Youth unemployment remains above 45 percent, providing a fertile breeding ground for populist narratives that scapegoat migrants for the lack of jobs and service delivery failures. Campaigners for migrant rights have consistently argued that foreign nationals are not the cause of South Africa's structural economic failures, but they remain the most visible target when public frustration peaks.
Official statistics from 2022 indicate that about 2.4 million foreign-born individuals live in South Africa, representing roughly four percent of the population. That figure, modest by international standards, is routinely cited in anti-migrant rhetoric as evidence of an immigration crisis that the data itself does not support.
What this means for African integration and the AfCFTA
The incident has cast a shadow over the African Continental Free Trade Area aspirations, which rely on the free and safe movement of people across the continent. When governments must summon envoys to demand basic safety guarantees for their citizens in neighboring countries, the political infrastructure needed to sustain free trade and open borders becomes considerably harder to build and defend.
The summoning of Dalamba was more than a diplomatic rebuke. It was a warning that what begins as street-level xenophobia can become a regional test of whether African governments can protect migrants, preserve trust, and keep old solidarity from collapsing under new tensions.

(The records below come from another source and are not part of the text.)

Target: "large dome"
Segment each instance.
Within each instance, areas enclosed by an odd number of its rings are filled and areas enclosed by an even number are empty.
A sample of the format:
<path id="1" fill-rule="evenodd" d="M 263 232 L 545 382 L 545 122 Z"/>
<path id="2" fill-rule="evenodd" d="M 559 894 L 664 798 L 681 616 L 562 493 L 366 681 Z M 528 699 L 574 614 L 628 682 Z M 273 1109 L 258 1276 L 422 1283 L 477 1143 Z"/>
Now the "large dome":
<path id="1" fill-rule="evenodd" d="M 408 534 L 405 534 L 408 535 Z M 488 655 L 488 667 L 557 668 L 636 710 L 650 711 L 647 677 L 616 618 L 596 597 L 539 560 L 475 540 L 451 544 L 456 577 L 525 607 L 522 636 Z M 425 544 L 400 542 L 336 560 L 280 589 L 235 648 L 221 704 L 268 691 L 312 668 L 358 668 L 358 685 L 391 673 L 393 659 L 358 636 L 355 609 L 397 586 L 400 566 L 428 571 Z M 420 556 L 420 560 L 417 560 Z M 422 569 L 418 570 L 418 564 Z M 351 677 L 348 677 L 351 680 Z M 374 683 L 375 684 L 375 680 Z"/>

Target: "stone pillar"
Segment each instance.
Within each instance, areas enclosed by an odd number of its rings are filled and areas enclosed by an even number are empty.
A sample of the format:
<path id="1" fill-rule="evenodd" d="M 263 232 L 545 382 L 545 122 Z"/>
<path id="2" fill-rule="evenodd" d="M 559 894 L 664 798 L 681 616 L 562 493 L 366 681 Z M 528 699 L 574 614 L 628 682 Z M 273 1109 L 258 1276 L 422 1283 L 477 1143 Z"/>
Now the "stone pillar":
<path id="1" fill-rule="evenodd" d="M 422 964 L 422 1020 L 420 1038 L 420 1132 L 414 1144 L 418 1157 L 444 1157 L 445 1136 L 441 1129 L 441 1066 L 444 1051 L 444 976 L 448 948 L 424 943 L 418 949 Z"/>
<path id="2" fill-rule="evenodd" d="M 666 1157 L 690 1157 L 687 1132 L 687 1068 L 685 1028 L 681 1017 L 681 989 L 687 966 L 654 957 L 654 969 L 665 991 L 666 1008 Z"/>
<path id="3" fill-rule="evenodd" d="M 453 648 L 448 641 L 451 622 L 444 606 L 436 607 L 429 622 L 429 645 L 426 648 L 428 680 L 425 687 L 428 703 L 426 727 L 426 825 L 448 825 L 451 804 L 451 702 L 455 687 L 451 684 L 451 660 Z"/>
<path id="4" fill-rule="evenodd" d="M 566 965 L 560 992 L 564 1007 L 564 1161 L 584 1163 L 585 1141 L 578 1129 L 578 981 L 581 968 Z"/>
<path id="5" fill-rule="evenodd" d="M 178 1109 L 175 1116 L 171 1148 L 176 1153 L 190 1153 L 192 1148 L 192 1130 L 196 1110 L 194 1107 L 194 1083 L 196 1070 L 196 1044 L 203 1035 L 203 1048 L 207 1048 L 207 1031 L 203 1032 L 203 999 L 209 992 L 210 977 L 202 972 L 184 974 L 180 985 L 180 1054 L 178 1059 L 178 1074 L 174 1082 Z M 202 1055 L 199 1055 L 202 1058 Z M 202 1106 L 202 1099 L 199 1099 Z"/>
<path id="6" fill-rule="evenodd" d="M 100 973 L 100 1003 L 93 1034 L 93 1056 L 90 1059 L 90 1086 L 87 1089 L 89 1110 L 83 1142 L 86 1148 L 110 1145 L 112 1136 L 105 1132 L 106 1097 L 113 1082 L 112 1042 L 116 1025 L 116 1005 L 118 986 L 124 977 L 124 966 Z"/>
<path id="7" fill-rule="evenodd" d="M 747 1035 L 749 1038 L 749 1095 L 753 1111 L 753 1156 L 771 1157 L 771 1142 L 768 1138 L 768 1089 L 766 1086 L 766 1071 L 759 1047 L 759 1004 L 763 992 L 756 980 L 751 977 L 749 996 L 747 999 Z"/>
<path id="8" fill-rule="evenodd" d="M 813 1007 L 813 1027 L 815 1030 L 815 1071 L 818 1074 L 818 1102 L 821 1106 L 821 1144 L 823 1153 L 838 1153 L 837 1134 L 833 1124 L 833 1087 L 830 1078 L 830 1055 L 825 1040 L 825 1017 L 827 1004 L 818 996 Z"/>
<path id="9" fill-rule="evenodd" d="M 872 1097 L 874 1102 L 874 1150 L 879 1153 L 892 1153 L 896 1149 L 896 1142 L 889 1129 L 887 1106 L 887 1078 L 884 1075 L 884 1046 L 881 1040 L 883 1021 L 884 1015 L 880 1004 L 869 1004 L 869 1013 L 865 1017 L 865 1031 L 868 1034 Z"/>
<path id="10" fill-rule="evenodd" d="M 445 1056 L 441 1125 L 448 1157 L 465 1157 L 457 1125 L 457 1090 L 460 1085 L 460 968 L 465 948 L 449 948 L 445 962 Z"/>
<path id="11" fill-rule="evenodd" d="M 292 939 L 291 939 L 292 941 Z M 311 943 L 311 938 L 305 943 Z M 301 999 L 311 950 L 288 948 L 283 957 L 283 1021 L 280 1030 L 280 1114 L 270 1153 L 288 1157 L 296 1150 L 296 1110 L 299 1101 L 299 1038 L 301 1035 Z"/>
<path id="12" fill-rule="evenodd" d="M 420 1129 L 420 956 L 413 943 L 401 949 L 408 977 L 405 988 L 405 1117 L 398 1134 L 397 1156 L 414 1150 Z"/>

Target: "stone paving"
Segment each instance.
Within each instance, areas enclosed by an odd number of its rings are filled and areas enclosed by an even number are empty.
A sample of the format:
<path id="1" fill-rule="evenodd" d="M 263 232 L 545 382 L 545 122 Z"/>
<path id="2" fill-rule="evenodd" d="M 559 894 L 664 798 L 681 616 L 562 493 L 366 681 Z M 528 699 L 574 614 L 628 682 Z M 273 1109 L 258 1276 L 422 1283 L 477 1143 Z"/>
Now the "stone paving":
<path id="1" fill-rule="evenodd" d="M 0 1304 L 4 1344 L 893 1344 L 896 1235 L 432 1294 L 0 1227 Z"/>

South Africa's promises of crackdowns have been made before. The country recorded major outbreaks of xenophobic violence in 2008, 2015, and 2019, each followed by government condemnations and enforcement pledges that ultimately failed to prevent the next cycle. Whether Pretoria's response this time translates into sustained policing action, or remains a diplomatic containment exercise, will determine whether this episode marks a genuine turning point or another entry in a long and troubling pattern.